Кэт прислонилась к шкафу, потому что ноги отказывались держать ее истомленное желанием тело. Она хотела, чтобы герцог оказался здесь…

Да что с ней такое? Неужели подлый герцог успел превратить ее в распутницу? Заставил ее пасть так низко, что она продолжала желать его, ненавидя? Нет! Если бы он сейчас здесь появился, она дала бы ему пощечину, а еще лучше пнула бы со всего размаху в голень. Или задушила бы шейным платком. Затащила бы герцога в спальню, привязала к кровати, и…

Ну откуда, спрашивается, берутся подобные мысли?

Кэт глубоко вдохнула. Если ей удастся обуздать свой гнев, то и эта… эмоция… постепенно утихнет. Спокойно. Нельзя выходить из себя. Надо подумать о чем-то умиротворяющем. Представь, как кружатся в небе снежинки и плавно падают на землю. Или о лебедях, скользящих по глади озера. О солнечных лучах, пробивающихся сквозь молодую листву.

Кэт не всегда умела справляться с гневом. Когда Кэт была ребенком, она визжала и швырялась чем попало, таскала Тори за волосы и даже испортила один из самых любимых рисунков Рут. Но с тех пор Кэт проделала над собой большую работу. Она не возмущалась, как бы ее ни провоцировали. Кэт по праву гордилась своей выдержкой.

Вот так-то лучше. Сейчас она спустится вниз. Наверное, даже найдет в себе силы вернуться на праздник. Сейчас Кэт могла бы беседовать с его светлостью без крика, без тыканья в грудь и раздирания его подлой физиономии ногтями. На этой позитивной ноте Кэт завизжала и, схватив с буфета фарфоровую пастушку, швырнула ее в стену, и та разлетелась на тысячи мелких осколков.

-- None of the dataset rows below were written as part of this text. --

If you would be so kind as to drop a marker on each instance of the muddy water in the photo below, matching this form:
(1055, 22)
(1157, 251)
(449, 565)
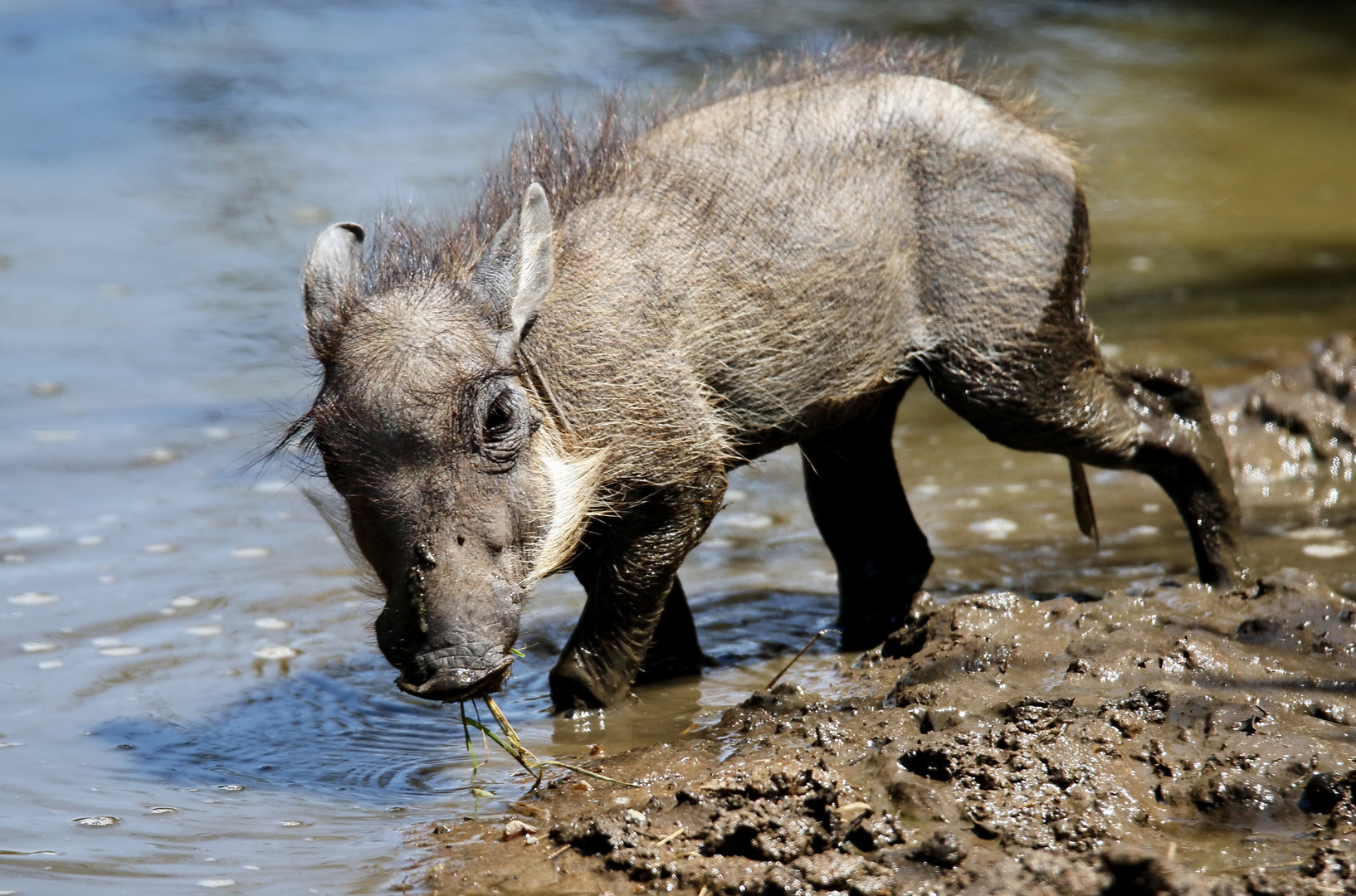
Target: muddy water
(188, 692)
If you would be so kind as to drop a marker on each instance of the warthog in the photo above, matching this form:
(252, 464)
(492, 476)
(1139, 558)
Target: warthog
(564, 378)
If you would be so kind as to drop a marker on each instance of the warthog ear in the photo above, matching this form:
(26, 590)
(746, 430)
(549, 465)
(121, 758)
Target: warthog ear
(329, 284)
(519, 263)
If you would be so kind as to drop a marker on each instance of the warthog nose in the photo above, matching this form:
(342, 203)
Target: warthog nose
(437, 675)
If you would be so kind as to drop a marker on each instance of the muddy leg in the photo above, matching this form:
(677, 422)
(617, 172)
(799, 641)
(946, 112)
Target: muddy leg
(861, 511)
(1180, 448)
(1153, 421)
(631, 575)
(673, 648)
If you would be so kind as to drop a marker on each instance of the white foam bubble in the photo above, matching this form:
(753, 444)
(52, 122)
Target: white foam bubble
(274, 652)
(996, 528)
(29, 533)
(96, 821)
(744, 519)
(1313, 533)
(55, 436)
(159, 455)
(34, 599)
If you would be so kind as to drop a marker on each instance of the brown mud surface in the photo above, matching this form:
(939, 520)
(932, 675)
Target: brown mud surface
(1167, 739)
(1172, 740)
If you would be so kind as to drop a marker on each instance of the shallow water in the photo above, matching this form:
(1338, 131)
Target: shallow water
(205, 674)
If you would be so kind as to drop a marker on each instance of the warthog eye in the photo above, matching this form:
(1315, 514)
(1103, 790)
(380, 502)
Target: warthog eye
(504, 427)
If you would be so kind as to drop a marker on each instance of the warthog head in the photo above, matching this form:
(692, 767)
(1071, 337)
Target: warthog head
(430, 436)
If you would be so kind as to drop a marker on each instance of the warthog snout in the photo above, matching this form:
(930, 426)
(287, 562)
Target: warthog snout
(451, 632)
(438, 675)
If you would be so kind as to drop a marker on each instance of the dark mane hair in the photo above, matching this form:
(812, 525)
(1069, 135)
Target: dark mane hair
(578, 163)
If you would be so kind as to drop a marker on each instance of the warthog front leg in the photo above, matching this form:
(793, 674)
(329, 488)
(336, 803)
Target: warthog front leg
(637, 621)
(859, 504)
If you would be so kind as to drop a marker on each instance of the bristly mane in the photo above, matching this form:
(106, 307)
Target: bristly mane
(575, 167)
(577, 164)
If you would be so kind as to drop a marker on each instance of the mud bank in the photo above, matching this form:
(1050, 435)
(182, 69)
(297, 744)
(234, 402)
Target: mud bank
(1168, 740)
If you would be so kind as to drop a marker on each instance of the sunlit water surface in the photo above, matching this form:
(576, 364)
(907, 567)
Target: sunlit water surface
(188, 690)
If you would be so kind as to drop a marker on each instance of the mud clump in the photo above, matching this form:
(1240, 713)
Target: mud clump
(1172, 740)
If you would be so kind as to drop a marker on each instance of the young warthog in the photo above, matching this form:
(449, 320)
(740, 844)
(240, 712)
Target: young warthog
(564, 378)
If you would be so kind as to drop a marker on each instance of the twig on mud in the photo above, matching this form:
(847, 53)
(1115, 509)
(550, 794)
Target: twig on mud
(509, 733)
(471, 747)
(592, 774)
(521, 754)
(671, 835)
(778, 677)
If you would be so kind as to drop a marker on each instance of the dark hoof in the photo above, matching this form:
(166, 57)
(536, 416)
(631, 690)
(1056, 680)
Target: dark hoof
(866, 635)
(573, 688)
(448, 684)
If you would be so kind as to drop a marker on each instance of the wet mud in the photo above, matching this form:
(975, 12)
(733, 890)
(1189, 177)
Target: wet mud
(1174, 739)
(1161, 738)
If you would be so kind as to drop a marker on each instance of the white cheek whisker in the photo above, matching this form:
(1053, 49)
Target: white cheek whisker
(573, 485)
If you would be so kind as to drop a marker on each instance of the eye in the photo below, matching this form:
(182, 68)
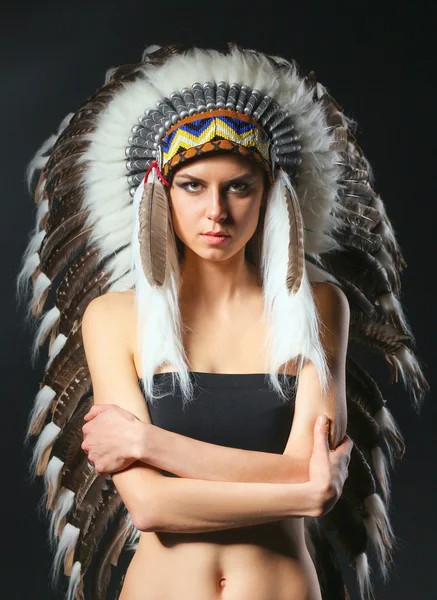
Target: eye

Кэт сразу полегчало. Она окинула оценивающим взглядом содержимое буфета в поисках потенциальных метательных снарядов. Выбор пал на фаянсовую китайскую собачку. Статуэтка оказалась тяжелая. Вот и хорошо. Размахнувшись, Кэт со всей силы швырнула ее в сторону двери и чуть не попала в Маркуса. Он пригнулся, и собачка, пролетев у него над головой, ударилась о дальнюю стену.

– Какого дьявола, Кэтрин?! В чем дело?

– В вас!

Она могла бы выцарапать ему глаза. Дать коленом в пах. Вырвать ему руки и ноги – по очереди. Кэт бросилась к герцогу, намереваясь задушить его.

Сопровождавшая герцога кошка взвизгнула и метнулась к лестнице.

Маркус поймал Кэт, с легкостью перехватив запястья, и она напрасно извивалась, силясь ударить его если не кулаком, то ногой.

– Вы отвратительнее жабы, хуже змеи, вы…

Маркус крепко прижал ее к себе, и, как назло, в тот момент, когда тело Кэт соприкоснулось с его телом, оно предательски обмякло. Она вдохнула знакомый запах, и ей пришлось бороться с собой, чтобы не положить голову к нему на грудь.

«Он – распутник, негодяй, подлец и бабник».

Но тело не слушало.

– Кэтрин, любимая, что привело вас в такое состояние?

Его голос был полон нежности, заботы и тепла.

Ложь. Все ложь.

Кэт оттолкнула его, и Маркус ослабил хватку настолько, что она смогла откинуться на его руки, но совсем он ее не отпускал.

– Не зовите меня любимой, злодей. Надеетесь умаслить меня сладкими речами? Так убирайтесь же к себе в столицу и ныряйте в кусты с кем хотите. Мне безразлично.

– О чем вы говорите? – Маркус наклонился, принюхиваясь к ее дыханию. – Спиртным от вас не пахнет.

«Его губы так близко…»

– Конечно, не пахнет. А вы что думали?

Очень некстати, гнев стал уступать иному чувству, не менее сильному.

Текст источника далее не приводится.